Autism Spectrum Disorder Detection from Parents Dialogues Using Multinomial Naïve Bayes and XGBoost Models

Authors

  • Prasenjit Mukherjee Dept. of Technology,Vodafone Intelligent Solutions, Pune, India & Dept. of Computer Science, Manipur International University, Manipur, India https://orcid.org/0000-0003-2424-0634
  • Sourav Sadhukhan Dept. of Technology,Vodafone Intelligent Solutions, Pune, India & Dept. of Computer Science, Manipur International University, Manipur, India
  • Manish Godse Dept. of IT, Bizamica Software, Pune, India https://orcid.org/0000-0002-7541-9389

DOI:

https://doi.org/10.26438/ijcse/v12i2.1829

Keywords:

Autism Spectrum Disorder, Machine Learning, ASD Detection, ML-based Framework, Traditional Machine Learning, Multinomial Naïve Bayes, XGBoost

Abstract

To indicate the proper development of a child, there are certain baseline milestones. If a child is not reaching the milestones at the expected rate, it can indicate that there is an issue that needs to be addressed. By early intervention, the development of the child can be improved and the long-term impact of the developmental delays may be reduced. One such constraint of child development is Autism spectrum disorder.

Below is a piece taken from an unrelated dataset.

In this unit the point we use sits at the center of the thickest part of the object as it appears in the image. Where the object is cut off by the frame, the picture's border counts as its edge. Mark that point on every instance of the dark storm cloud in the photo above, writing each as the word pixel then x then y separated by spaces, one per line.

The ASD-affected children exhibit difficulties in communication, socialization and challenges in physical, social, and emotional development. This neurodevelopmental disorganization may exhibit an extensive range of effects and symptoms including challenges in communication, social interactions, and physical, social, and emotional behaviours. To identify ASD symptoms in a child, the range of ASD symptoms must be available as datasets to the researchers. The difficult phenomenon is that parents are not able to identify or detect early-age indications of ASD in their children. This proposed research work aims to detect the symptoms of ASD from parents’ dialogues. The dataset has collected data from many autism groups from social media and organizations for special children. To understand the sentiment of parents’ dialog there are two important and popular machine learning models, the Multinomial Naïve Bayes and the XGBoost. Naïve Bayes is based on a probabilistic machine learning model and XGBoost is an ensemble-oriented model. If new data comes from a new parent, the sentiment of that data is also predicted by these models. By using these two models, sentiment analysis can help to identify ASD symptoms. Based on the prepared data, the accuracy of these two models is 70% and 70% respectively.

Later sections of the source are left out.